地球温暖化で気温が上昇していますが、役所等による啓蒙活動の効果か、スポーツにおける熱中症での死亡事故は少なくなってきています。一方で、東日本大震災後の対応として原子力発電所が全面停止となり、今夏もエアコンの使用を控えざるを得ず、熱中症の発生増加が心配されるところです。

平成22年度の厚生労働省による報告では、熱中症による全死亡者数の79.3%が65歳以上で、さらに同死亡者数のピークは75~89歳とより高齢者層にあります。

平成22年の調査によると独居高齢者は全国で約502万人と報告されています。
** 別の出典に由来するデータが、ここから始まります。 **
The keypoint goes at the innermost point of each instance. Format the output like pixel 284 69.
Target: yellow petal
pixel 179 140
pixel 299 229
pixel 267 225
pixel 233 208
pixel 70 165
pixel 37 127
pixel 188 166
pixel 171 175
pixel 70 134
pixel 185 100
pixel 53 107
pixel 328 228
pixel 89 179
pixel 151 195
高齢者は熱中症になり易い生理的特徴がある上に、発症の背景として独居生活で周りに気をつけてくれる人が居ないこと、自宅内発症が多いこと、エアコンが無いことなどが特徴とされています。

もともと熱中症の早期発見に特徴的な症状はなく、熱中症で死亡した人の3分の2は、殆ど何も自覚症状を訴えず、周囲の人も気がついた時には倒れていたということが多いと報告されています。つまり、早期発見で熱中症に対処するには無理があり、まず第1に予防(水分補給、室温摂氏28度・湿度60%以下など)することが大事ということになります。